Long, comfortable silent spells punctuated our conversing. We listened to bluebirds warble their blissful songs. Cardinals called. Song sparrows sang echoing solos.

Mom asked me what those yellow things were far off in the distance. I asked her if she meant the objects with the silver, pointy tops. She said, “Yes,” as she pointed with her finger. I told her those were corncribs like Uncle Kenny used to have on his farm.

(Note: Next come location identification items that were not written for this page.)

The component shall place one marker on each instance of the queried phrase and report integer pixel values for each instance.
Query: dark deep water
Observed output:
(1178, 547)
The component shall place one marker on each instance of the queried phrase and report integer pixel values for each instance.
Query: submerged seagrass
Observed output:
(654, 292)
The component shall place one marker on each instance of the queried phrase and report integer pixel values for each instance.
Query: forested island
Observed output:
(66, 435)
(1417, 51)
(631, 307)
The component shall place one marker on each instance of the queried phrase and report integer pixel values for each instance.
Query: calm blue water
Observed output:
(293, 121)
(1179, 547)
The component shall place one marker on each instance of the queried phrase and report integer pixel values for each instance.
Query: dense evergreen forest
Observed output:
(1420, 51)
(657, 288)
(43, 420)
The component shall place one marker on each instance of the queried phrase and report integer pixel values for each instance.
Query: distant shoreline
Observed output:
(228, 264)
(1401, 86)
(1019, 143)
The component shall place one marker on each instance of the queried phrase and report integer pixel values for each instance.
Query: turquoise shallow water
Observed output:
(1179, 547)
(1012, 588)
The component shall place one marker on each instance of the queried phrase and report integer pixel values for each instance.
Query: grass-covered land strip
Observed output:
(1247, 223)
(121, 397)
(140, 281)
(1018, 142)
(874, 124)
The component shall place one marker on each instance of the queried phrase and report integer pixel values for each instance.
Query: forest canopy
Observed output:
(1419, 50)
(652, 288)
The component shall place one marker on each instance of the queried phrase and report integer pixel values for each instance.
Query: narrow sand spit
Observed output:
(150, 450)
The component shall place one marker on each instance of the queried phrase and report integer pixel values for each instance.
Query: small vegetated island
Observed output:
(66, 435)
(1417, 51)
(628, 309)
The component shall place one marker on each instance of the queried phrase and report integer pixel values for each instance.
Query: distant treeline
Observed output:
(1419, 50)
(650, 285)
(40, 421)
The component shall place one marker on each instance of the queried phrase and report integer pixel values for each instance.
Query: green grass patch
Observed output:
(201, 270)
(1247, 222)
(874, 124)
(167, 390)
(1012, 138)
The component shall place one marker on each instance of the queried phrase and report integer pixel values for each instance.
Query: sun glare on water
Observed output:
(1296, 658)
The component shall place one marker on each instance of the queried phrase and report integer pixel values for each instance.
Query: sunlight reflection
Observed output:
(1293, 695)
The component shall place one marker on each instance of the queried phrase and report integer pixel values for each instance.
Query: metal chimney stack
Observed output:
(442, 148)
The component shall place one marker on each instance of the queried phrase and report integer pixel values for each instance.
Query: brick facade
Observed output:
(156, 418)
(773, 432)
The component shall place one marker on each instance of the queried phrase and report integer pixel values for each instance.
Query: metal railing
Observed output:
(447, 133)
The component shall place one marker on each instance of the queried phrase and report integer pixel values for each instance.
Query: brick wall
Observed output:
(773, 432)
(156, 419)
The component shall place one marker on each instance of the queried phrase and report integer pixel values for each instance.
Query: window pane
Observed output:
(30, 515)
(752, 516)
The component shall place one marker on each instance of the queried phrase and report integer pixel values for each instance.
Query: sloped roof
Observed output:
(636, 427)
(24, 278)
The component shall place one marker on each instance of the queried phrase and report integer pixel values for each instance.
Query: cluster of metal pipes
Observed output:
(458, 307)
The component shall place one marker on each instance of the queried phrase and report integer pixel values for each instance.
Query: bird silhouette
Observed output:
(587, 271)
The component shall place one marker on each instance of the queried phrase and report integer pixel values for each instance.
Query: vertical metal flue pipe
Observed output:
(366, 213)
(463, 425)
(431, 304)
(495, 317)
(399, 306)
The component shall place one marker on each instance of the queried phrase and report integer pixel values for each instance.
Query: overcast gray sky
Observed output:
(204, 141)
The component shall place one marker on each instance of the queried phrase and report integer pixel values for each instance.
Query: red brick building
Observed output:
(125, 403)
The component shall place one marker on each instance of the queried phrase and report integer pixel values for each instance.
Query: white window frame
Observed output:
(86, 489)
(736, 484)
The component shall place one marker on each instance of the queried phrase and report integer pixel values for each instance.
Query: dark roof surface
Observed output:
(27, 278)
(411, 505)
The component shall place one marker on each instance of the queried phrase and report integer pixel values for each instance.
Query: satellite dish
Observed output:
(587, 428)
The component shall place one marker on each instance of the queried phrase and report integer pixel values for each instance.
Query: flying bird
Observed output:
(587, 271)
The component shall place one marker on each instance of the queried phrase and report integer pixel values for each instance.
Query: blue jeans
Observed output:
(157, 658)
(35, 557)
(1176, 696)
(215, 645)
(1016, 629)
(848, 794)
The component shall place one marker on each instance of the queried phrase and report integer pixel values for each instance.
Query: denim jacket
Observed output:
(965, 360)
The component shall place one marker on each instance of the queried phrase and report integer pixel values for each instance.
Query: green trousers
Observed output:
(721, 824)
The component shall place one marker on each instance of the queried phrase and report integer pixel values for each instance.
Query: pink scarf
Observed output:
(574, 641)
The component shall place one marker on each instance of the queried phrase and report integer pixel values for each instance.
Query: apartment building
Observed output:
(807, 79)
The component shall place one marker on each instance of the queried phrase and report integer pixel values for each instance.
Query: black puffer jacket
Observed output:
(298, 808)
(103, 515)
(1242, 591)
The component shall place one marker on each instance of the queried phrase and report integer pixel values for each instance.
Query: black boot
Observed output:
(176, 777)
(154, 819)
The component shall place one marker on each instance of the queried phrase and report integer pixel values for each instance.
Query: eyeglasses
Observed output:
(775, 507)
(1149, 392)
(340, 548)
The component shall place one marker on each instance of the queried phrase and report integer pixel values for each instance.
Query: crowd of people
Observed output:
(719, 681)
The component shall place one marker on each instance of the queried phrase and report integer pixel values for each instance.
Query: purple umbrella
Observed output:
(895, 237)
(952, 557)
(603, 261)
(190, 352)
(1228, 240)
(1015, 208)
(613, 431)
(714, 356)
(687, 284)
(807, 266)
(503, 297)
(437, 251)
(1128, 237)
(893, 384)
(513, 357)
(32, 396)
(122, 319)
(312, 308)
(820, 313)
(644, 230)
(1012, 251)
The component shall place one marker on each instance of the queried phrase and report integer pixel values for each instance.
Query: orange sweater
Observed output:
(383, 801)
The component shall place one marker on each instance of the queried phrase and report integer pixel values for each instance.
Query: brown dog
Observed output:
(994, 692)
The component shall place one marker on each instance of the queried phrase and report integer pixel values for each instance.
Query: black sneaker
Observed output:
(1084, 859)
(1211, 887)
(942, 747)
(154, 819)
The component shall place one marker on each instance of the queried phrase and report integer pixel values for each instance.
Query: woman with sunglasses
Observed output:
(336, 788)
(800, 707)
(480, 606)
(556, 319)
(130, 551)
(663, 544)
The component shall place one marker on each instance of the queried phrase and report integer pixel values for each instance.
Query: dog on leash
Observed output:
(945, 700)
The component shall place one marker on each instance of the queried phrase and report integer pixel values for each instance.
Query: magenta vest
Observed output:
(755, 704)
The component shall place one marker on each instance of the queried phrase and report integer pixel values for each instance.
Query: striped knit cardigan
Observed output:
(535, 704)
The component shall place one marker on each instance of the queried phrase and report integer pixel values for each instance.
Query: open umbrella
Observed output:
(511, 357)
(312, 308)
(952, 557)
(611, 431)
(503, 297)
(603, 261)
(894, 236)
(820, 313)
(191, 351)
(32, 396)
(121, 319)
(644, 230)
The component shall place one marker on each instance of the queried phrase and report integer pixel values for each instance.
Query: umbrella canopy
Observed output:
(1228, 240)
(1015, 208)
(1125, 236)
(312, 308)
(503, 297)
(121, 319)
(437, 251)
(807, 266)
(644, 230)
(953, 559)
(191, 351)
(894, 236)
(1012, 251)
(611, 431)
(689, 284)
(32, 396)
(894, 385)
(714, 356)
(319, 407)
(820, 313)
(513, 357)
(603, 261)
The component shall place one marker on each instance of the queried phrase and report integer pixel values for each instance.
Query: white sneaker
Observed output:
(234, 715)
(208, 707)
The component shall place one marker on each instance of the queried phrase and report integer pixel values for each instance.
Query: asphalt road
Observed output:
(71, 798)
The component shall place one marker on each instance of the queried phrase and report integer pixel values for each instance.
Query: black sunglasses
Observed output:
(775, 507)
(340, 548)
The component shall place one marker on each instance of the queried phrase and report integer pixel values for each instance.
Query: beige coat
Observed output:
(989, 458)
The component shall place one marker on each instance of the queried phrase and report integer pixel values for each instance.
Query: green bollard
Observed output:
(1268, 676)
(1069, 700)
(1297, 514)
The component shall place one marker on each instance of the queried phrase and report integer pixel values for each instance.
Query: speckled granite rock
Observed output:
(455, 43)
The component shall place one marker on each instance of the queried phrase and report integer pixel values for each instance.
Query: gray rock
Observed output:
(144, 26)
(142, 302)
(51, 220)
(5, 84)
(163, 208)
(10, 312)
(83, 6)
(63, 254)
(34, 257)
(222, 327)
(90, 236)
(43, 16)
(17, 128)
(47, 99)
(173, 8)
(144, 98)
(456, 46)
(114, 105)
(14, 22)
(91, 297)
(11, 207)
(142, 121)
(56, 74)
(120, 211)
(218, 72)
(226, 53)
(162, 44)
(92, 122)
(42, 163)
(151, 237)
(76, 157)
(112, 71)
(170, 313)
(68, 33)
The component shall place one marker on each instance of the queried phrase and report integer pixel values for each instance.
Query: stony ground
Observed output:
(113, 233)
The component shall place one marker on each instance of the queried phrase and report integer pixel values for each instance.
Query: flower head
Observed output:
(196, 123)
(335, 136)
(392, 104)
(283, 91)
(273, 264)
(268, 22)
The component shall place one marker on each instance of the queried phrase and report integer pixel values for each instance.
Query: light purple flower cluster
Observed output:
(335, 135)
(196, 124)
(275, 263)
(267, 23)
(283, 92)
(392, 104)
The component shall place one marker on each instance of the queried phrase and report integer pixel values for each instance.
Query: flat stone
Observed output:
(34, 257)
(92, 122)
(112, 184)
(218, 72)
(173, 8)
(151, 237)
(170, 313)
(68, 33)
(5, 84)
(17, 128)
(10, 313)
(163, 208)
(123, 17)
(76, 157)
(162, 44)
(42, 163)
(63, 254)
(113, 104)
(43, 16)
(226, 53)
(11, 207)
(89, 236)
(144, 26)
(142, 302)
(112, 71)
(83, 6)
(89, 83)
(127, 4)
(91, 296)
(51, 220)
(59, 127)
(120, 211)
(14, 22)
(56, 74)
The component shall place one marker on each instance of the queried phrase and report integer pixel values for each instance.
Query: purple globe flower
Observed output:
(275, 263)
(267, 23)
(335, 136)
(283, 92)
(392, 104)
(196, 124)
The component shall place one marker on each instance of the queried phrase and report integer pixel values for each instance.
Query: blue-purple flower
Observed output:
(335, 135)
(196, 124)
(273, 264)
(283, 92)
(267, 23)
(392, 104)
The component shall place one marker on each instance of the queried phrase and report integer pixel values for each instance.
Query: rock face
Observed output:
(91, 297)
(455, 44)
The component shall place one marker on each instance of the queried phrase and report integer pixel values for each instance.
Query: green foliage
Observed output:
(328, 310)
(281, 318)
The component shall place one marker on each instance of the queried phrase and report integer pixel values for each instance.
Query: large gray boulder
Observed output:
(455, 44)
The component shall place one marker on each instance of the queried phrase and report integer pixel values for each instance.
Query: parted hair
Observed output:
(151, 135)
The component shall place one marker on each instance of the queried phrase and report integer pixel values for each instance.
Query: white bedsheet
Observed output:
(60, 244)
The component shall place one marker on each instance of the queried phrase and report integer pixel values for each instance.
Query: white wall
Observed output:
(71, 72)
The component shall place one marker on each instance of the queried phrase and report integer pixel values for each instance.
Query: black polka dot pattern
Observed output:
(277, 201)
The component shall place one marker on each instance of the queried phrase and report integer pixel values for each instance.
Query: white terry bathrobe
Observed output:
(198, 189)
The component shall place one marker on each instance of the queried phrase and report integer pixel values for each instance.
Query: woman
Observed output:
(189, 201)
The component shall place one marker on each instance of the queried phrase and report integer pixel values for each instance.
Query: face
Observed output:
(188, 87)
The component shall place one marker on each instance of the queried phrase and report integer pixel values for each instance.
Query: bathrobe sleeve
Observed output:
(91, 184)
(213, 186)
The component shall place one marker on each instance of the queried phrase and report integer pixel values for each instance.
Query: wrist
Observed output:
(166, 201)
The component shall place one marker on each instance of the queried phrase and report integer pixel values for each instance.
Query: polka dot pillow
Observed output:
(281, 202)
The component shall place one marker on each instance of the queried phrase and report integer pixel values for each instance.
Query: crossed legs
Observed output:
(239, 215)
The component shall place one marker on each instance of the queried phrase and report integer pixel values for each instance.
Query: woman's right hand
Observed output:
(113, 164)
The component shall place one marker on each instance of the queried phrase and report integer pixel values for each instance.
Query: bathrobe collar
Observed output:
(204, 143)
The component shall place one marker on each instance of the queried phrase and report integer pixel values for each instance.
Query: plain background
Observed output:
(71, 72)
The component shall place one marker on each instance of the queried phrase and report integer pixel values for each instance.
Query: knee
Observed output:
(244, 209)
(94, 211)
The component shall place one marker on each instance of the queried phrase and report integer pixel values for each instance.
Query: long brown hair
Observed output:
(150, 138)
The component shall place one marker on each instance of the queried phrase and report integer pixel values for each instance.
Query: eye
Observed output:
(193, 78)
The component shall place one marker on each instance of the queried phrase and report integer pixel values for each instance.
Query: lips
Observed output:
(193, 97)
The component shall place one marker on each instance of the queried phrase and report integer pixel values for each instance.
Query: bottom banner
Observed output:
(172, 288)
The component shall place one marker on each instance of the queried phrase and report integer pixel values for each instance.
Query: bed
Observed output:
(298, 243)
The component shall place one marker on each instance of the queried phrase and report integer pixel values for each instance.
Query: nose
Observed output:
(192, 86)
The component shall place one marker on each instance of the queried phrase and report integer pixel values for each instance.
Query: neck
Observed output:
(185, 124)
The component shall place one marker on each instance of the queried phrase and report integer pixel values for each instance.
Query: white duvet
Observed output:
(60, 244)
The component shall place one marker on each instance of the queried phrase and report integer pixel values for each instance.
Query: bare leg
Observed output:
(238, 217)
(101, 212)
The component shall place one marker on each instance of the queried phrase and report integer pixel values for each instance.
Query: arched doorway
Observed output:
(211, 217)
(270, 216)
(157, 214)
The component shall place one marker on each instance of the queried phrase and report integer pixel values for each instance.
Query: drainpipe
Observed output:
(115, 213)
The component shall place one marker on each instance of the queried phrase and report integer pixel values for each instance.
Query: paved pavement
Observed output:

Soon a green four-door sedan, exactly like the car Mom and Dad had before we sold it recently, pulled from the parking lot below us. Mom watched the car travel all the way out the drive.

She turned toward me and instead of saying, “That looks like our car,” Mom surprised me with an even greater upbeat comment. “I wish I could still drive!” she said with a fantastic smile.

For me, Mom’s moment of recognition and effusive expression was an unexpected and unforgettable Mother’s Day gift.